Wenn Sie an einem Computer und noch mehr an einem Laptop arbeiten, bewegt sich der Nacken in der Regel nach vorne.
Dies führt zu einer übermäßigen Verspannung der Nackenmuskulatur, die gezwungen ist, den Kopf in einer unphysiologischen Position zu stützen.
Wenn der Kopf nach vorne kommt und die Schultern angehoben werden, werden der obere Trapezmuskel und die subokzipitalen Muskeln belastet.

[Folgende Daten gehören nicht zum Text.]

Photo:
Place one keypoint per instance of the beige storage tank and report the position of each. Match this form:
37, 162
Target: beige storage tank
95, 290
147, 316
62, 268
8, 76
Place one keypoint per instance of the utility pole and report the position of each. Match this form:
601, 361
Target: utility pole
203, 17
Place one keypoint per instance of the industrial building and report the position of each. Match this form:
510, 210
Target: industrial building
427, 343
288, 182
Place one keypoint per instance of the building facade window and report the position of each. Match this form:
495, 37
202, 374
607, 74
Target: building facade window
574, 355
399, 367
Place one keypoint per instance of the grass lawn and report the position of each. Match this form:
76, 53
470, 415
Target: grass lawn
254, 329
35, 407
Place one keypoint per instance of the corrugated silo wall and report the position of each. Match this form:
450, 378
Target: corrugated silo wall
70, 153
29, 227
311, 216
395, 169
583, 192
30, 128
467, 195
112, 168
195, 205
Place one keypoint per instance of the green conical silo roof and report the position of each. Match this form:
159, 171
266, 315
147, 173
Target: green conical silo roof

Der M. sternocleidomastoideus hingegen dehnt sich und verliert seinen Tonus.
Mit der Zeit gewöhnen sich die Muskeln daran, ständig angespannt zu sein, sodass man sie nicht so einfach entspannen kann.
Außerdem wachsen kollagene Fasern der Faszien um die Muskeln herum und fixieren sie in der falschen Position: so dass es Ihnen jetzt angenehm erscheint.
Verspannte Nackenmuskeln können eine Hyperlordose der Halswirbelsäule verursachen, ein Zustand, bei dem der Nacken übermäßig nach vorne gestreckt wird.
Dies wiederum beeinträchtigt die Blutversorgung, kann einen Bandscheibenvorfall verursachen, einen Nerv einklemmen und andere Probleme haben.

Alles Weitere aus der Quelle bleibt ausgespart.